What did Jesus think about rules and regulations? He certainly held Moses in high regard, as we’d expect. According to Matthew’s gospel, he didn’t treat laws as red tape that should be swept aside wherever possible. ‘I came not to abolish the law but to fulfil it’, he said (Matthew 5:17). But Jesus was more concerned with what happens before people reach the limits, more interested in the territory enclosed by the boundary than the boundary itself.
We can see this in the Gospel reading. It’s not enough, Jesus says, to keep on the right side of the laws about murder or adultery. You might just about manage not to be violent towards that person, but you might be consumed by the anger you feel towards him. You may only ever speak to him with abusive or insulting words. According to Jesus, that’s not acceptable. You might just about be able to resist having an affair with that woman or man, but every time you think about him or see her, your mind might be full of the desire that takes you in that direction. According to Jesus, that’s not acceptable. Why not?
What we focus on tends to grow, psychologists tell us. The thoughts and images that roam around our minds and drive our desires inevitably affect what we say and do, for good and ill. Jesus recognises this. That’s why he’s concerned for what happens before we reach the limit and cross the boundary. And why the Sermon on the Mount, which brings together much of Jesus’ wisdom and guidance, begins as it does with his Beatitudes (Matthew 5:1–12). ‘Blessed are the poor in spirit, the pure in heart, the humble, the merciful, the peacemakers’, because the way we regard God and other people affects the way we live. Those who welcome God’s blessing discover how to regulate life so that their whole world flourishes. They put law in the service of order.

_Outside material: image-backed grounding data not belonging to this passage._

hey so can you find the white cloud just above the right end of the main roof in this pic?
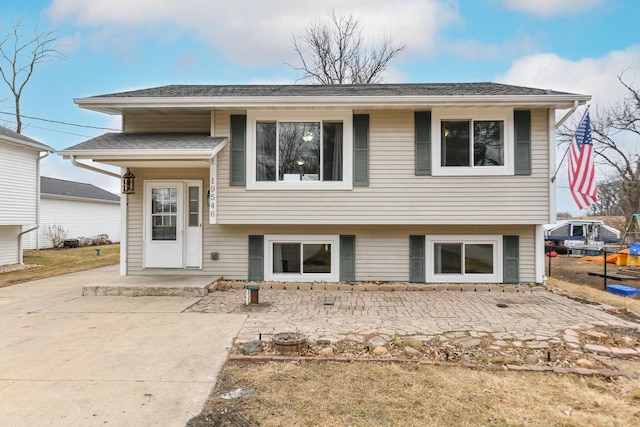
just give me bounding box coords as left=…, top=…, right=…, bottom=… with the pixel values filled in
left=496, top=45, right=640, bottom=106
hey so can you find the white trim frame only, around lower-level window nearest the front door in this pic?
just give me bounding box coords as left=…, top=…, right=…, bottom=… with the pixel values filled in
left=264, top=234, right=340, bottom=282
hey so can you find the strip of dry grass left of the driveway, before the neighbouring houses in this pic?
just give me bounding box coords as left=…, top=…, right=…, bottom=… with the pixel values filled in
left=0, top=244, right=120, bottom=288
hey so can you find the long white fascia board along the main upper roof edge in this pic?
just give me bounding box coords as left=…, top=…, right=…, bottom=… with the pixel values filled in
left=74, top=95, right=591, bottom=114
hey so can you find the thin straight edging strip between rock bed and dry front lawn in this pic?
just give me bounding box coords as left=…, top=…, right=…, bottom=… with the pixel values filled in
left=228, top=354, right=636, bottom=378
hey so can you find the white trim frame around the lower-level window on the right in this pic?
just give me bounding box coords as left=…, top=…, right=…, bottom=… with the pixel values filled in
left=425, top=235, right=503, bottom=283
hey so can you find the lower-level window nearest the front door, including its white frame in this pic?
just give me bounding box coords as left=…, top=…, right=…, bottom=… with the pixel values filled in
left=264, top=235, right=339, bottom=281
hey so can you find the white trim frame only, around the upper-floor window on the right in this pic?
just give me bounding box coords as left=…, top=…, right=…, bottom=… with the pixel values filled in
left=431, top=108, right=515, bottom=176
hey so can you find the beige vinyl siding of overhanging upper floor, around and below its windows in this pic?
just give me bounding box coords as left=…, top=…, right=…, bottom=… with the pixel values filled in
left=215, top=109, right=550, bottom=225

I wonder if this approach helps us to understand one of the most difficult parts of Jesus’ teaching, on divorce and re-marriage. In his day a married woman was her husband’s property. Divorce meant abandoning her and making her destitute, unless another man married her. But that would be adultery, because she still belonged to her former husband. The only exception was ‘unchastity’, not being a virgin when she was married, in which case she could be sent back to her father’s household. Jesus’ teaching on divorce and re-marriage served the wise ordering of society by protecting women from abuse and destitution. Again Jesus’ teaching puts law in the service of order. How does this spirit inform the rules we make today around sexuality, marriage and divorce?
Jesus’ approach to the law of Moses is challenging because he looks for a degree of integrity that is often beyond us. ‘Let your word be “Yes, Yes” or “No, No”’ (Matthew 5:37) may be more than we can manage. That’s one reason why we should never lose sight of where the laws of Moses and Jesus begin: with the promise of God to bless and renew; with the grace of a new creation.